My husband and I have been together for four years and have been married for almost two of them. I ended up having an affair for about three months, which is now broken off. He was gone for work for about six months and in that time me and one of my best friends got a little to close one night when we both had a little to much to drink, it started out as just a one time thing but it become something more. I know my husband suspects that I cheated on him with this guy, and he asked but I told him no. That was now two months ago. I feel like he deserves to know but our marriage is already on really shaky grounds and he always told me he would leave me if I ever cheated on him. On top of that we have a son and I dont want him hurt in all of this. Should I tell him anyways?


----------



## Crypsys (Apr 22, 2010)

IMO? Yes. Read through these boards and you will see what keeping a secret like this does to you and the marriage. Your spouse has the right to know what happened. How would you feel if the roles were reversed? Put yourself in their shoes.


----------



## LuckyCharmH (Jan 4, 2010)

he will find out eventually better to come out of you


----------



## mike1 (Jun 15, 2009)

If you are committed 110% to making the marriage work and staying faithful then no, you should not tell him. You take this to your grave because this would do no good whatsoever; it wouldn't make your relationship better, it wouldn't make him happy. In fact the only person it would serve would be you; it would be a selfish move to get the guilt off your chest. You can use this as an opportunity to be motivated to be the best wife you can. 

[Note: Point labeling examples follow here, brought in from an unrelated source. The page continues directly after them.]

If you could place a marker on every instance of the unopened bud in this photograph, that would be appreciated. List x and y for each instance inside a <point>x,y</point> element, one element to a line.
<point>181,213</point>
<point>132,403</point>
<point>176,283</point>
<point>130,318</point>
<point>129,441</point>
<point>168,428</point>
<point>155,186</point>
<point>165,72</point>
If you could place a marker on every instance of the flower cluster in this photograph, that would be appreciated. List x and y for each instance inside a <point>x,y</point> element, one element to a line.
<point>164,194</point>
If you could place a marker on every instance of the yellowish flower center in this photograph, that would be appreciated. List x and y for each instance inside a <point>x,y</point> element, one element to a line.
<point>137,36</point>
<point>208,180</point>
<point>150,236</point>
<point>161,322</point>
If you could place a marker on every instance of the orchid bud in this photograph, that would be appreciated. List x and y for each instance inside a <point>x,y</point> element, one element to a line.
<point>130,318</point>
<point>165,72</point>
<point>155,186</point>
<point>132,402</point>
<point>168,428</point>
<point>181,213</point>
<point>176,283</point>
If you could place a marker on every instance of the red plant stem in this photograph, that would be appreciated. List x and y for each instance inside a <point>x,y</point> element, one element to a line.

You said it yourself that he would leave you if you told him. So if you tell him your marriage is over for sure. If you don't and you're a model wife then maybe you have a good chance. I'm all for saving a marriage especially when kids are involved. If this was the only guy this ever happened with and you really love your husband and want to stay with him then don't tell him. But if that's not the case then you need to come clean and just break it off. 

I wanted to also add that this is why I've said many many times on this forum and elsewhere that men and women have no business being 'friends' with members of the opposite sex when they're married. It just creates possibilities like this to happen. No matter how good and pure your intentions are this isn't an uncommon outcome. Hopefully you've learned a lesson here and distance yourself from any other male friends.


----------